Из-за ширмы вышла женщина с телом грудастого дискобола и лицом толкательницы ядра. На ней была мужская толстовка и кожаный мясницкий фартук. Вид ёё, внушительный, грозный и устрашающий настолько, что казалось, будто она подстригала «под ноль» одной расческой, а вшей выводила простым подзатыльником толстенной руки, ошарашил Семёна. Возникшие проблемы оказались не такими уж и мелкими. «К такой, кажись, вотрёшься в доверие», — озлобленно подумал Бурде. Тугощёков посадил надёжного цербера охранять свои закопанные миллионы. Парикмахерша смахивала с подбородка крошки и что-то интенсивно дожёвывала. Видимо у неё был обед, и поэтому она не сразу вышла встречать долгожданного клиента. А может быть, жевать, судя по её габаритам, было для неё постоянным занятием, от которого её могли отвлечь только очень веские причины, вроде землетрясения, авианалёта, победы мировой революции или, вот как сейчас, визита волосатого гостя. Женщина моментально заполнила собой всё свободное пространство, из-за чего небольшое помещение парикмахерской стало выглядеть совсем крохотным и сжатым. Это вызвало у Бурдова острый приступ клаустрофобии. Он захотел немедленно убежать, но жажда тугощёковских сокровищ вынудила остаться.
— В кресло, проходим, садимся! Одежду вот туда вешаем.

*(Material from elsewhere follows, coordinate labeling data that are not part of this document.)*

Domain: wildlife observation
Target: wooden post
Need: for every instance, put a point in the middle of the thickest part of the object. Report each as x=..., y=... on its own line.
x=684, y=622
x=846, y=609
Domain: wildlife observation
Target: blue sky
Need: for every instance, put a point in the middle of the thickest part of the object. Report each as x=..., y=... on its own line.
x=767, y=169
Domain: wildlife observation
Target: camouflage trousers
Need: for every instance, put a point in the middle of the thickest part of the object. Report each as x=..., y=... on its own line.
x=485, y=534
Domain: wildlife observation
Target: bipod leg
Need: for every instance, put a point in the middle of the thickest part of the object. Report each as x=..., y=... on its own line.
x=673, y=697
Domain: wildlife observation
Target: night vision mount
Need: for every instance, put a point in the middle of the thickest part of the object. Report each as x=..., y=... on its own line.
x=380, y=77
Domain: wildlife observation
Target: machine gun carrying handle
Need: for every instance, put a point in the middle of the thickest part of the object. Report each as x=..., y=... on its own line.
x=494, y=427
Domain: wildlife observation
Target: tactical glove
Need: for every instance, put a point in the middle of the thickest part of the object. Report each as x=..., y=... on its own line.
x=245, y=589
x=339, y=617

Повелительный тон не оставил Семёну шансов на отступление. Он, пристроив пальто и шарф по указанному месту, покорно уселся в кресло. На него сразу накинули белую скатерть, похожую на гигантскую салфетку, будто Семёну надлежало нехило откушать. Лопатообразная ладонь легла на его грешную голову. Черепная коробка Семёна непроизвольно сжалась, ожидая как минимум скальпирования. Рука пару-тройку раз провела по бурдовской нечёсаной гриве и суровый, но дружелюбный голос спросил:
— Как будем стричься?
Запинаясь, художник объяснил, что стричься он вовсе не собирался — ему бы немножко подравнять и слегка укоротить. Женщина угрожающе нависла над Семёном, как Везувий над беззащитными Помпеями.
— Понятно. Значит освежить, – мастер посмотрела на щетинистое отражение Семёна в зеркале и спросила. – Может ещё и побреемся?
Бурдов с ужасом представил, как эта дебелая баба будет шуровать бритвой рядом с его горлом, и теперь у него, опять же непроизвольно и крепко, сжался сфинктер.
— Нет. Только немного подстричь, – умоляюще пропищал художник.
Началась стрижка. Хищно заклацали ножницы и Бурде мысленно попрощался со своими ушами. На пол посыпались чёрные завитки. Парикмахерша, несмотря на свой суровый вид, оказалась женщиной не опасной, а наоборот добродушной и общительной. Она сделала Семёну комплимент по поводу его густых волос.
– Крапивой моешь?
— Ага, — зачем то соврал Семён.
— Комсомолец?
— Да, — опять сказал неправду запутавшийся художник.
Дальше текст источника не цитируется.